With a student who has 5 enrollments and 5 sports activities, you will get the total of 13 database roundtrips:

  • 1 for Student

  • 1 for Student.Enrollments

  • 5 for Course in each element of Student.Enrollments

  • 1 for Student.SportsActivities

  • 5 for Sports in each element of Student.SportsActivities

This is obviously terrible for performance. For a given page view, there should be only one database roundtrip. And so one way to make sure N+1 never happens to you is to disable the Lazy Loading entirely.

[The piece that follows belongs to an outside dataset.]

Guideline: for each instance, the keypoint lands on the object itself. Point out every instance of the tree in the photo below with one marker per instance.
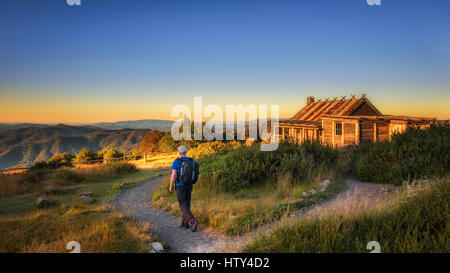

This will force you to load all related entities eagerly. If you forget to set up the eager load for, say, the Enrollments collection, you will get a null reference exception when referring to it in the view/controller. With the Lazy Loading disabled, no one will load this collection for you behind the scenes.

So, the problem is solved. Right?

As always, the reality is more nuanced than that. In fact, in some cases, the Lazy Loading provides a performance boost, not performance degradation.

To find out which one that is for your specific situation, you need to analyze the object graph traversal patterns. You need to see what percentage of the graph needs to be loaded in each particular use case, and how often that happens.

Let’s take an example. Let’s say that you have a use case of disenrolling a student from a course. Here’s the code (input validation and domain model encapsulation are omitted for brevity):

public IActionResult Disenroll(long studentId, int enrollmentNumber)
{
    Student student = _studentRepository.GetById(studentId);
    Enrollment enrollment = student.Enrollments[enrollmentNumber];
    student.Enrollments.Remove(enrollment);

    return Ok();
}

Which parts of the object graph get affected by this code? Only the student itself and its enrollments:

Disenrolling a student from a course
Disenrolling a student from a course

So, with the lazy loading, we have the total of 2 database roundtrips here. That’s more than we would get without the lazy loading (which would be just 1) but remember, here, we are transferring just enough data between the database and the application server to fulfill this particular request. Without the lazy loading, we would need to select everything about the student. And that includes the information from the Course, SportsActivity, and Sports tables which we don’t need in this use case.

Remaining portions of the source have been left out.